1 Introduction

Since the advent of powerful femtosecond lasers, the field of material response to irradiation has been developing fast [1]. It is driven by a wide range of applications in materials surface and bulk processing and nanostructuring for photonics [2], catalysis [3] and biomedicine [4]. Elemental metals and alloys are a class of materials that is widely used in the ultrafast community for its relative simplicity and versatile functionality [5,6,7]. An ultrafast transfer of the absorbed laser energy from an electronic system of metal to the lattice is a core process that defines the nature and dynamics of irradiated target evolution. Understanding and quantifying such processes is important to keep advancing the field of ultrafast light-matter interaction.

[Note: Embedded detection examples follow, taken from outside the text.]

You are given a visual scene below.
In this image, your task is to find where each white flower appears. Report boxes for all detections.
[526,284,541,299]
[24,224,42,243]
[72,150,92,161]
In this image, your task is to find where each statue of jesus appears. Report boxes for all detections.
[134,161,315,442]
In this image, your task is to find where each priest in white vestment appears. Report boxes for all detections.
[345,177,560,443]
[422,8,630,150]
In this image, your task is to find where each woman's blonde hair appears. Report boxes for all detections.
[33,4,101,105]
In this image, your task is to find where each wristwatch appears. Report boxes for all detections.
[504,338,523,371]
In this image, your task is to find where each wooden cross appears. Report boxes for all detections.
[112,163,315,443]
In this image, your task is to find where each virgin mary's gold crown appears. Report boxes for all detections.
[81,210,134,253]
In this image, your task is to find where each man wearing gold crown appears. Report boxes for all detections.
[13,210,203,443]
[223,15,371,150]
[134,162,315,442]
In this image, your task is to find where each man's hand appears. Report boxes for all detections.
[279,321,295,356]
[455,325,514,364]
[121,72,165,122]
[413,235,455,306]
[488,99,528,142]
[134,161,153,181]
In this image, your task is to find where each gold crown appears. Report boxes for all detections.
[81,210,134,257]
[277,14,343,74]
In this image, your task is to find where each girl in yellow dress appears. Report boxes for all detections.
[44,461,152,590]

Most often, the response of metals to ultrafast laser pulses is modeled with the two-temperature model (TTM)—a set of coupled differential equations for the electronic and atomic/phononic heat conduction and exchange [8, 9]. The latter is controlled with an electron–phonon coupling parameter, which, in a general case, is a function of many variables defining a material transient state, such as electron and ion temperature, density, etc. [10]. Despite shortcomings of the TTM approach (see, e.g., discussions in Refs. [11, 12]), it remains one of the most widely used models in the community.

Further refinements of the model are being developed and applied, resulting in multi-temperature approaches, treating different electronic bands and/or different phonon modes separately, each with its own temperature [13, 14], and hence with different energy exchanges among them. Decoupling the contributions into the total coupling from the different electronic bands and interband transitions can help in the further development of advanced models that trace different bands separately, such as, e.g., in Refs. [15,16,17]. Such models require reliable calculations of various contributions to the coupling parameter.

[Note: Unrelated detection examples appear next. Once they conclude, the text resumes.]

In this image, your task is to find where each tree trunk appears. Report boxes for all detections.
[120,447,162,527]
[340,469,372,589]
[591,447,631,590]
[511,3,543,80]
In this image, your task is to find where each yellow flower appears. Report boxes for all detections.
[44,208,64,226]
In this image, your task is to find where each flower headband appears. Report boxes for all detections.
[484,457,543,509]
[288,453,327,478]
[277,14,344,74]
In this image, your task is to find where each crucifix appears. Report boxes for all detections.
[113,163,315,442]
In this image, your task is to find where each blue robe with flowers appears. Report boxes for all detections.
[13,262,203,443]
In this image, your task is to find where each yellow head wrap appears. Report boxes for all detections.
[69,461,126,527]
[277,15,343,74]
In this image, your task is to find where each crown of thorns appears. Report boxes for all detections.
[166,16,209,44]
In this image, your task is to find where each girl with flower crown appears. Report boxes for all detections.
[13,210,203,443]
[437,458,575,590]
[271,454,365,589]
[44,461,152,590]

Here, we use the recently developed method of calculating the electron coupling to the ionic motion [10] and derive contributions of various interband (between different electronic bands) and intraband (within one band) electronic transitions to the total coupling parameter in aluminum, copper, gold, and AlCu alloy. We focus on a dependence of these partial couplings on the electronic temperature.

2 Model

Electronic coupling to atomic/ionic motion is a process in which an electron transition from one energy level to another occurs, while the energy difference is transferred to or from the atoms. Each atomic displacement induces a change in the Hamiltonian, and correspondingly in its eigenfunctions and eigenstates. These sudden changes from one time step to another trigger electron transfers between the energy levels [18], known as nonadiabatic coupling between atomic displacements and the electronic wave function. In the solid-state community, it is known as the electron–phonon coupling when the atomic motion is harmonic within an ideal crystal lattice.

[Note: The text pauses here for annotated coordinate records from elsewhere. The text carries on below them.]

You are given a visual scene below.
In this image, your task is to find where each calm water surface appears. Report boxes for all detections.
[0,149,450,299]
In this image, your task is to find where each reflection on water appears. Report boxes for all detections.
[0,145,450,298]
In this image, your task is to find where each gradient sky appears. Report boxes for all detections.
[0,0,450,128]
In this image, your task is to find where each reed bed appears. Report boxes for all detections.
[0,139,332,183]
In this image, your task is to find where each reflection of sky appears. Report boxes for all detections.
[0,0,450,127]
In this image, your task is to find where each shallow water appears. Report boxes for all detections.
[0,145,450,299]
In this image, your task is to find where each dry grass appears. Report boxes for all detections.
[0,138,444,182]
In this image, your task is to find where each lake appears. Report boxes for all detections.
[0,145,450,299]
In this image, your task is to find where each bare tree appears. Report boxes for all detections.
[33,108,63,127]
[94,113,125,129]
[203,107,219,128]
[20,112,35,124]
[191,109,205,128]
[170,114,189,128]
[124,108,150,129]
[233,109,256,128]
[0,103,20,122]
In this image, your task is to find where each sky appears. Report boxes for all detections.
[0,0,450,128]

We use XTANT-3 method described in Ref. [10] to calculate the electron–ion coupling parameter of selected materials. We use the term “electron–ion” instead of a more common “electron–phonon” since our model works beyond the harmonic approximation of the atomic system. (Hence, it is also capable of calculations of the coupling parameter in the disordered matter.) The model is based on tight-binding molecular dynamics simulations to evaluate the evolution of the Hamiltonian, which is dependent on transient positions of all atoms in the simulation box. A solution of the secular equation provides electron wave functions and eigenstates at each molecular dynamics time step, together with the interatomic forces [19]. Knowledge of the transient wave functions allows calculating the matrix elements of electrons coupling to ionic displacements [10]. Using the linear combination of atomic orbitals (LCAO) basis set (\(c_{i,\alpha }\)) within the tight-binding Hamiltonian, a wave function is presented as \(\psi _i = \sum _{\alpha } c_{i,\alpha } \phi _{\alpha }\), and the electron transition rate between the eigenstates i and j can be written in the following manner [10]:

$$\begin{aligned} w_{i j} = \sum _{\alpha ,\beta } w_{ij}^{\alpha \beta } = \frac{4 e}{\hbar \delta t^2} \sum _{\alpha ,\beta } \left| c_{i,\alpha }(t) c_{j,\beta }(t_0) S_{\alpha ,\beta } \right| ^2 \end{aligned}$$
(1)

where e is the electron charge, \(\hbar \) is the Planck’s constant, \(S_{\alpha ,\beta }\) is the tight binding overlap matrix, and the wave functions are calculated at two sequential molecular dynamics time steps \(t_0\) and \(t = t_0 + \delta t\), where \(\delta t\) is the molecular dynamics time step.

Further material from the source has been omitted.